Entschuldigung, dass ich mich nicht zuerst vorgestellt habe.
Ich bin 38 Jahre alt und es geht hier um meinen Sohn, er wird im April 17 Jahre alt.
Mein Sohn kam, im April 1990, mit "einer Zange" zur Welt. Sein Verhalten ist bis heute noch nach diesem Motto. Nur nicht zuviel bewegen, keine Schritt umsonst machen und nach dem Motto, "komm ich heute nicht, komm ich vielleicht morgen, aber übermorgen bestimmt"....
Und es wird sich schon alles von allein richten...
Seine Kindheit verlief bis auf „einige“ Zwischenfälle, Blinddarm- Entfernung, Polypen-Entfernung, Mandeln- Entfernung, fast taub, wg. der zu großen Mandeln, ganz ruhig. (und ich habe die OP bestimmt nicht gewollt, habe die meisten bis auf´s allerletzte rausgezogen)
Dann bekam er mit 7 Jahren eine Brille, ist erst mal nix ungewöhnliche, aber hängt wohl damit zusammen.

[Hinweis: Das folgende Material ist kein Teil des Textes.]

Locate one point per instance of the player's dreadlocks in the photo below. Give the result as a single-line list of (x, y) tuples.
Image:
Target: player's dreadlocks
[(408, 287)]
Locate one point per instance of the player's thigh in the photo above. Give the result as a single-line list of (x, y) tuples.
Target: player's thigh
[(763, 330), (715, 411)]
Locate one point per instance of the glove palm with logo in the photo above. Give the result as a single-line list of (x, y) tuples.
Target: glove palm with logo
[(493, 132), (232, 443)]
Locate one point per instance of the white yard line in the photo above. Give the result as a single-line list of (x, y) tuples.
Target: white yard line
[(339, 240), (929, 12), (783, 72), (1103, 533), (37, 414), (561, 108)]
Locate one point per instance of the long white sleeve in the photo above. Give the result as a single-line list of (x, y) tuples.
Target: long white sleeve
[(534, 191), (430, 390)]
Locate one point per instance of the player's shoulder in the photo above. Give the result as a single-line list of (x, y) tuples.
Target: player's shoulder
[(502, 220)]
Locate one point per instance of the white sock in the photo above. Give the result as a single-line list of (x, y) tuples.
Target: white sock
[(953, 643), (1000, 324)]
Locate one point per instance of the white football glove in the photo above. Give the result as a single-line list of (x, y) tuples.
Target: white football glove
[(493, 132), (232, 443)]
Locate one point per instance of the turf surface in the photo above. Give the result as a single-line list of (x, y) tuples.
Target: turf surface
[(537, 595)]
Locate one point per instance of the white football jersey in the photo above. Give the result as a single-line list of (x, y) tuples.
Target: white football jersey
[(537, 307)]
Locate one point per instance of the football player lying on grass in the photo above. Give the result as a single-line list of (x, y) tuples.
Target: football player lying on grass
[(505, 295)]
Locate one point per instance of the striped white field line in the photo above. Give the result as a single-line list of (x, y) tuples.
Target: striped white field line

Als er 12 Jahre war, ist mir aufgefallen, dass seine Nase plötzlich leicht schief ist, dann kam die Zahnspange und dann die Entdeckung der Skoliose...
Wir war bei vielen Therapeuten und solche, die es auch gern wären. Ich war zur "Göttlichen Aufrichtung" (das mich um einiges finanziell leichter machte) sagen Sie jetzt bitte nicht, wie kann man auf so etwas reinfallen... Für mich war das ein Strohhalm und mir wurde erzählt, er müsste ein Korsett tragen, man hat mir Skoliose-Internet-Seiten empfohlen (mir läuft heute noch ein Schauer über den Rücken)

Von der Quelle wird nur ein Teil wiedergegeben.